Rules for collecting, transporting and storing blood serum

  1. 1. Technique for collecting and primary blood treatment
  2. When conducting serological studies, only one blood sample is required from each person included in the observed group. The minimum amount of blood serum required for the study is at least 0.2 ml; it is better to use 1 ml. Therefore, the minimum blood sample volume should be at least 0.5 ml; optimally 2 ml. It is better to take blood from a vein, since this method is the least traumatic and allows you to obtain the required volumes with a minimum level of hemolysis.
  3. Blood from a vein in an amount of 5 ml is taken with a disposable sterile syringe into a sterile tube under aseptic conditions.
  4. If taking blood from a vein cannot be carried out for some reason, the blood is taken by pricking a finger. In this way, it is possible to obtain a sufficient amount of blood for serological studies. Blood in a volume of 1.0 - 1.5 ml is collected directly through the edge of a sterile disposable centrifuge tube with a stopper (or into special microtubes for collecting capillary blood). Before drawing blood, the patient's hand is warmed with hot water, then wiped dry with a clean towel. The finger is treated with a sterile cotton ball soaked in 70% alcohol and pierced with a sterile disposable scarifier. The puncture is made slightly away from the midline, closer to the lateral surface of the finger (the place where large vessels pass). Drops of blood protruding at the puncture site are collected with the edge of a dry, sterile measuring centrifuge tube so that the drops flow down the wall to the bottom. To obtain a large amount of blood, it is recommended to lightly massage the sides of the phalanx. In very young children, a blood sample can be obtained by pricking the heel.
  5. After taking blood, the injection site is lubricated with a sterile cotton ball moistened with a 5% iodine solution.
  6. The tube with blood is closed with a sterile rubber stopper, a strip of adhesive tape is glued to the tube, on which the number of the person being examined is written, corresponding to the serial number in the accompanying document, the surname and initials, and the date of collection. Before being sent to the laboratory, blood can be stored at a temperature of +4 - +8 degrees. With no more than 24 hours.
  7. In the laboratory, to obtain serum, a test tube with blood is left in an inclined (at an angle of 10 - 20 degrees) position at room temperature for 30 minutes. to form a clot; after which the test tube with blood is shaken to separate the clot from the wall of the tube and left overnight in the refrigerator at a temperature of +4 - 8 degrees. WITH.
  8. After removing the serum from the clot (the tubes are circled along the inner surface with a Pasteur pipette), it is centrifuged at 1000 - 1200 rpm. for 15 - 20 minutes. Then the serum is carefully poured or aspirated with a pipette with a bulb into sterile centrifuge (plastic) tubes or Eppendorf tubes with the obligatory transfer of the label from the corresponding tube to them.
  9. If the laboratory does not have a centrifuge, then whole blood should be left in the refrigerator until complete clot retraction (separation of the red blood cell clot from the serum) occurs.

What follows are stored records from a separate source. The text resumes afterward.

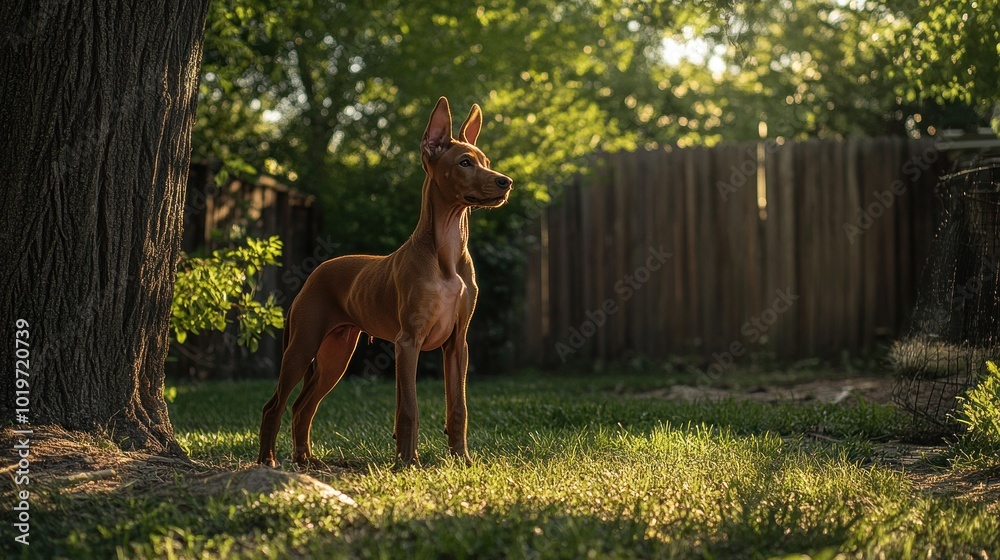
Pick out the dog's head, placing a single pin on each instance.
(459, 168)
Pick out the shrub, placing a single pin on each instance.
(979, 412)
(208, 289)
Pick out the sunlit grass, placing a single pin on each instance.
(565, 467)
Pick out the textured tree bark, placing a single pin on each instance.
(98, 102)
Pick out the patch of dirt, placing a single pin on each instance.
(84, 463)
(872, 389)
(60, 458)
(264, 480)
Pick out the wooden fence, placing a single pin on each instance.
(802, 248)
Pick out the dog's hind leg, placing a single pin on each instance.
(299, 350)
(331, 363)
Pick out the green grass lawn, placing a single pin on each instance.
(566, 467)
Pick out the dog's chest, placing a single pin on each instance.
(451, 295)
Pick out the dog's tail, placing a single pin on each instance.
(286, 333)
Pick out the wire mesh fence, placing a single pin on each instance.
(956, 321)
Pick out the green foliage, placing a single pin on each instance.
(210, 290)
(567, 467)
(979, 412)
(946, 51)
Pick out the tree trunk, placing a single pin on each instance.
(98, 100)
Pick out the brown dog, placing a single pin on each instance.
(421, 297)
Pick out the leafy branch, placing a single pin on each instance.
(208, 289)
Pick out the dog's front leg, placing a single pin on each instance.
(456, 364)
(407, 417)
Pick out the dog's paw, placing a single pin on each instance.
(462, 456)
(266, 460)
(309, 463)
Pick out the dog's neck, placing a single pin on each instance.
(443, 227)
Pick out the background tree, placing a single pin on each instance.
(99, 101)
(333, 97)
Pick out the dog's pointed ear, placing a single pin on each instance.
(472, 125)
(437, 135)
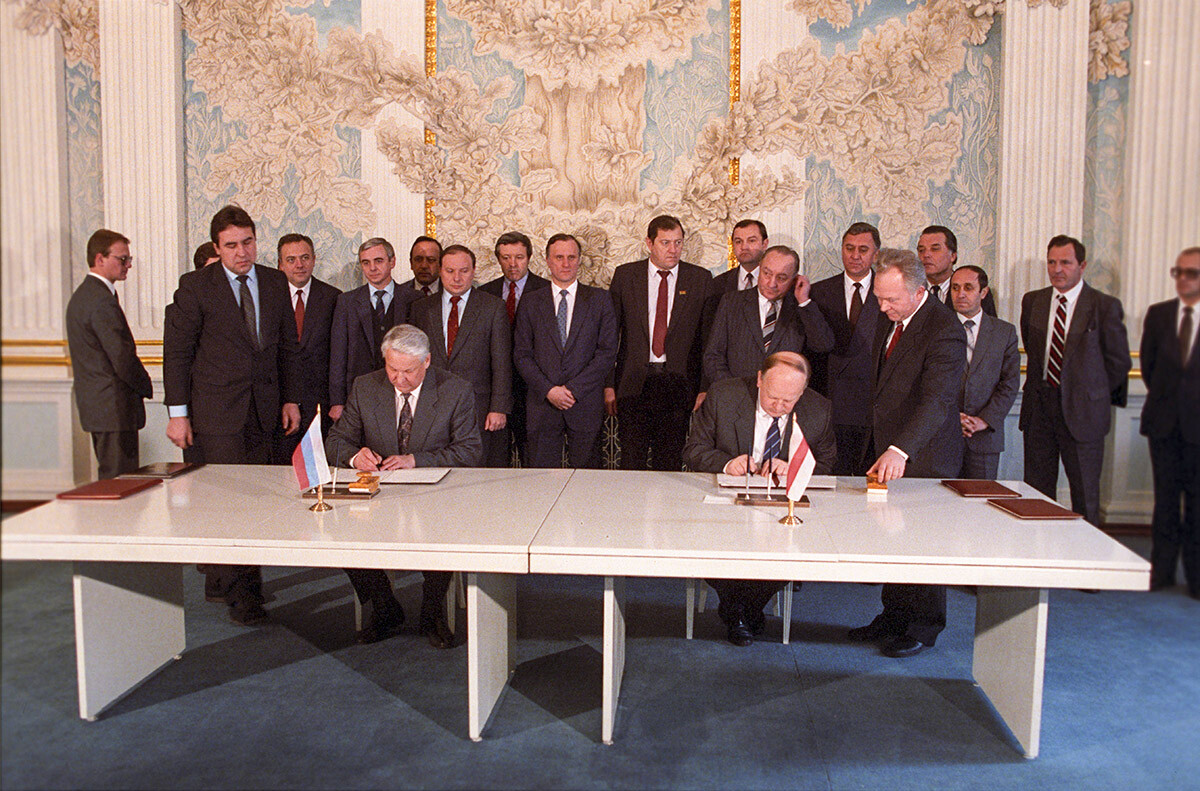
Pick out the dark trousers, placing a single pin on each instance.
(652, 426)
(977, 466)
(240, 586)
(582, 449)
(1047, 441)
(852, 449)
(1176, 465)
(744, 598)
(117, 451)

Carefully, carefully, avoiding damage to red blood cells, transfer the serum to another sterile tube equipped with a label. The serum should be transparent, light yellow in color, without significant hemolysis.
  10. Serum arriving at the laboratory (without a clot) can be stored until examination in household refrigerators at a temperature of 4 degrees. C within 7 days. For longer storage, the whey can be frozen at -20 degrees. WITH.
  11. 2. Transportation of serum (blood) samples
  12. Before transporting the collected material, it is very important to take precautions: check the availability of the collected information, tightly cap the tubes, arrange the samples according to their numbers, place the sera in a plastic bag.
  13. To transport blood (serum), thermal containers (cooler bags, thermos) should be used. If refrigeration elements are used (they must be frozen), you need to place them on the bottom and sides of the container, and then place a plastic bag with serum samples inside, and put the frozen elements back on top. Place the accompanying documents, indicating the date and time of departure, in a plastic bag and place it under the lid of the thermal container.
  14. When carrying out seromonitoring, blood (serum) samples are accompanied by a carefully completed accompanying document - “List of persons subject to serological examination for the presence of specific antibodies to poliovirus” (attached).
  15. When preparations for shipment are completed, inform the recipient about the time and method of transportation, the number of samples, etc.
  16. Samples are delivered to the virology laboratory of the Federal State Institution "Center for Hygiene and Epidemiology in the Orenburg Region" (Orenburg, 60 Let Oktyabrya St., 2/1, tel. 33-22-07).
  17. At the place of collection of blood serum samples, duplicate lists of examined persons and the results of serum testing should be stored for at least 1 year.
  18. The results are also entered into accounting forms (history of the child’s development, outpatient card of the patient).
  19. List of persons
  20. subject to serological examination for the presence
  21. specific antibodies to poliovirus (seromonitoring)
  22. (pre) In _____________ in _______ year city, district Name of health care facility __________________________ Name of institution ___________________ N Preschool (group), school (class), etc. (/pre)

MU 3.1.2943-11

METHODOLOGICAL INSTRUCTIONS

3.1. PREVENTION OF INFECTIOUS DISEASES

Organization and conduct of serological monitoring of the state of collective immunity to infections controlled by means of specific prevention (diphtheria, tetanus, whooping cough, measles, rubella, mumps, polio, hepatitis B)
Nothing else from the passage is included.